Como pode ter todos os francos que quiser vender, o BC suíço pode sustentar indefinidamente o câmbio
“A Itália viveu 30 anos sob os Bórgias e [os italianos] tiveram guerras, terror, assassinato e derramamento de sangue, mas nos deram Michelangelo, Da Vinci e a Renascença. Na Suíça, eles têm amor fraterno e 500 anos de democracia e paz, e o que eles produziram? O relógio cuco!”
Orson Welles foi mais ácido sobre a Suíça do que o merecido. Fosse ainda vivo, poderia contemplar a outra inovação helvética: um regime de metas para a inflação em que o banco central persegue também um objetivo para a taxa de câmbio.

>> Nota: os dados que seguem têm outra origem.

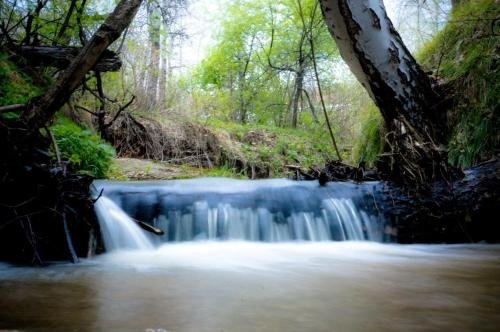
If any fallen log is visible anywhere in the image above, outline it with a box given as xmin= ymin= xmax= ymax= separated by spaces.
xmin=132 ymin=218 xmax=165 ymax=235
xmin=374 ymin=159 xmax=500 ymax=243
xmin=19 ymin=46 xmax=122 ymax=72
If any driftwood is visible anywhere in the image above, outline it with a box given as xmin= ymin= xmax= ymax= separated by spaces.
xmin=132 ymin=219 xmax=165 ymax=235
xmin=19 ymin=46 xmax=122 ymax=72
xmin=374 ymin=160 xmax=500 ymax=243
xmin=289 ymin=159 xmax=500 ymax=243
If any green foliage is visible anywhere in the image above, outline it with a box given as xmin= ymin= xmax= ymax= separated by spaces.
xmin=50 ymin=118 xmax=115 ymax=178
xmin=209 ymin=121 xmax=334 ymax=177
xmin=0 ymin=53 xmax=43 ymax=109
xmin=351 ymin=103 xmax=385 ymax=166
xmin=419 ymin=0 xmax=500 ymax=167
xmin=192 ymin=0 xmax=337 ymax=126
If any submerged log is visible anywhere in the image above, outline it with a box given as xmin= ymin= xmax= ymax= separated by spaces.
xmin=374 ymin=160 xmax=500 ymax=243
xmin=296 ymin=159 xmax=500 ymax=243
xmin=132 ymin=219 xmax=165 ymax=235
xmin=19 ymin=46 xmax=122 ymax=72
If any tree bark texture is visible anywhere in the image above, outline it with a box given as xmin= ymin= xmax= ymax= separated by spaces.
xmin=19 ymin=46 xmax=122 ymax=72
xmin=319 ymin=0 xmax=461 ymax=190
xmin=320 ymin=0 xmax=444 ymax=143
xmin=22 ymin=0 xmax=142 ymax=134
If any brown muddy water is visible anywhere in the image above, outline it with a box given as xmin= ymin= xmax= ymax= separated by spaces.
xmin=0 ymin=242 xmax=500 ymax=332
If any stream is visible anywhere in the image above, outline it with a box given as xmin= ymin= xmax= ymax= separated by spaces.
xmin=0 ymin=180 xmax=500 ymax=332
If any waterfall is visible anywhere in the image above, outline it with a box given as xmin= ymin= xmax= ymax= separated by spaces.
xmin=95 ymin=197 xmax=153 ymax=251
xmin=94 ymin=178 xmax=382 ymax=250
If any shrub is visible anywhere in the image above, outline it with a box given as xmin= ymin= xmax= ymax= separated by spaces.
xmin=50 ymin=118 xmax=115 ymax=178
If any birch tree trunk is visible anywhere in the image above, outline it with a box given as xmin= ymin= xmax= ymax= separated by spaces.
xmin=22 ymin=0 xmax=142 ymax=134
xmin=319 ymin=0 xmax=456 ymax=183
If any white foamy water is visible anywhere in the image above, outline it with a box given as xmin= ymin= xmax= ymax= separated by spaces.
xmin=0 ymin=241 xmax=500 ymax=332
xmin=95 ymin=197 xmax=153 ymax=251
xmin=95 ymin=179 xmax=383 ymax=246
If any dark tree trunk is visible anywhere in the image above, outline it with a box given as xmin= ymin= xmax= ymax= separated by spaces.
xmin=22 ymin=0 xmax=142 ymax=134
xmin=290 ymin=59 xmax=305 ymax=128
xmin=18 ymin=46 xmax=122 ymax=72
xmin=320 ymin=0 xmax=458 ymax=185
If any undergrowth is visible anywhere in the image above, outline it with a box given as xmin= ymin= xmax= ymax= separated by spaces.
xmin=418 ymin=0 xmax=500 ymax=167
xmin=351 ymin=101 xmax=384 ymax=167
xmin=0 ymin=52 xmax=43 ymax=118
xmin=208 ymin=121 xmax=335 ymax=177
xmin=50 ymin=118 xmax=115 ymax=178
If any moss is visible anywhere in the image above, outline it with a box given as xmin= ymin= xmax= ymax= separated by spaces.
xmin=0 ymin=53 xmax=43 ymax=109
xmin=50 ymin=118 xmax=115 ymax=178
xmin=418 ymin=0 xmax=500 ymax=167
xmin=209 ymin=121 xmax=335 ymax=177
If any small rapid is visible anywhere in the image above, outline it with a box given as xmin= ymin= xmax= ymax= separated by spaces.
xmin=94 ymin=178 xmax=383 ymax=251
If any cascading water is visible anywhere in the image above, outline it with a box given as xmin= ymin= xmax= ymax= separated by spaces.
xmin=95 ymin=197 xmax=153 ymax=251
xmin=94 ymin=178 xmax=382 ymax=251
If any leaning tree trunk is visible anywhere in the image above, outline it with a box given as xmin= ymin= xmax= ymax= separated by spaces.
xmin=22 ymin=0 xmax=142 ymax=134
xmin=290 ymin=59 xmax=305 ymax=128
xmin=320 ymin=0 xmax=451 ymax=184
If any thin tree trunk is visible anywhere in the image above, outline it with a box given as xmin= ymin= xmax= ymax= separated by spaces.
xmin=146 ymin=3 xmax=160 ymax=109
xmin=319 ymin=0 xmax=451 ymax=184
xmin=22 ymin=0 xmax=142 ymax=134
xmin=52 ymin=0 xmax=77 ymax=45
xmin=320 ymin=0 xmax=443 ymax=142
xmin=302 ymin=89 xmax=319 ymax=123
xmin=290 ymin=59 xmax=305 ymax=128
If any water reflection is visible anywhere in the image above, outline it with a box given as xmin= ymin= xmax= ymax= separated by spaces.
xmin=0 ymin=242 xmax=500 ymax=331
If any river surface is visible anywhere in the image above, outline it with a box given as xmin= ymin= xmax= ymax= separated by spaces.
xmin=0 ymin=241 xmax=500 ymax=331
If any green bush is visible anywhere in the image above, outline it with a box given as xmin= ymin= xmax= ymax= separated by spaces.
xmin=418 ymin=0 xmax=500 ymax=167
xmin=0 ymin=52 xmax=42 ymax=105
xmin=351 ymin=103 xmax=384 ymax=166
xmin=50 ymin=119 xmax=115 ymax=178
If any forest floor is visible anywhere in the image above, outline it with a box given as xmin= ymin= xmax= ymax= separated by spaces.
xmin=111 ymin=158 xmax=235 ymax=181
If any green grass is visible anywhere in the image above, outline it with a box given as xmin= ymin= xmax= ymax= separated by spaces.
xmin=208 ymin=121 xmax=335 ymax=177
xmin=50 ymin=118 xmax=116 ymax=178
xmin=0 ymin=52 xmax=44 ymax=118
xmin=351 ymin=103 xmax=385 ymax=167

Na semana passada, o Banco Nacional Suíço (SNB) afirmou que não permitirá que € 1 custe menos do que 1,20 franco e que, para tal, está disposto a comprar tantos quantos forem necessários para manter seu custo ao menos naquele patamar. Posto de outra forma: o SNB se comprometeu a vender todos os francos requeridos para conservar a paridade.
Assim, diferentemente do caso usual dos países que precisam vender moeda estrangeira para manter a taxa de câmbio, e eventualmente são forçados a abandoná-la por falta de reservas, o SNB não sofre tal restrição. Como tem o poder de criar toda a moeda local que quiser vender, ele seria capaz, desse ponto de vista, de sustentar indefinidamente o câmbio.
De uma perspectiva distinta, porém, há outro desafio, a saber, se será possível conciliar a meta para a inflação (“abaixo de 2%”, segundo sua definição de estabilidade de preços) com a promessa implícita de emissão sem limites de moeda para estancar a apreciação.
Em geral, isso não é factível, mas algumas condições específicas do caso suíço sugerem que, ao menos inicialmente, o SNB conseguirá servir a dois senhores.
A começar porque a inflação em 12 meses se encontra ao redor de 0,5% e tem ficado sistematicamente bem abaixo da meta desde o final de 2008.
Adicionalmente, a Selic alpina (Saron) se encontra próxima de zero, o que limita a capacidade do SNB de estimular a atividade econômica (e a inflação) pelos canais convencionais de política monetária.
Sob tais condições, a fixação de um valor mínimo para o euro -à medida que é também um compromisso de emissão de moeda- pode ajudar a trazer a inflação de volta a patamares próximos de 2%.
Em outras palavras, essa política tem data de validade, dada pela velocidade de aproximação da inflação à meta. Quando houver sinais de convergência, as políticas colidirão, como de hábito, e o SNB terá de escolher uma delas, no caso, se meu palpite vale qualquer coisa, a meta da inflação.
Cabe notar, contudo, que o desemprego suíço não parece muito distante daquele compatível com a meta (a inflação baixa aparenta resultar mais da apreciação da moeda do que da baixa atividade doméstica), o que sugere a possibilidade de uma convergência mais rápida. De qualquer forma, a escolha não é para logo.
O caso suíço, por sua especificidade, ilustra bem os limites que a fixação da taxa de câmbio enfrentaria em outros países (penso, é claro, no Brasil, mas sugiro que olhem o que vem ocorrendo, por exemplo, em Hong Kong).
Onde a inflação já é elevada, uma tentativa de depreciação na marra da taxa de câmbio colidiria de saída com o objetivo de controle inflacionário, não apenas pela transmissão imediata dos preços internacionais aos domésticos, mas principalmente pela perda de autonomia da política monetária se formos levar a sério o compromisso de compra de toda moeda estrangeira.
Na prática, teríamos uma repetição, em escala maior, dos problemas observados no começo deste ano. Por um lado, deixaríamos de ter o efeito desinflacionário da moeda mais forte; por outro, a política monetária mais frouxa, no contexto de um mercado de trabalho bem mais apertado do que na Suíça, não precisaria de muito estímulo para se traduzir em maiores pressões sobre os preços domésticos.
No final, nem Michelangelo nem relógio cuco. Só uma aceleração inflacionária digna dos Bórgias.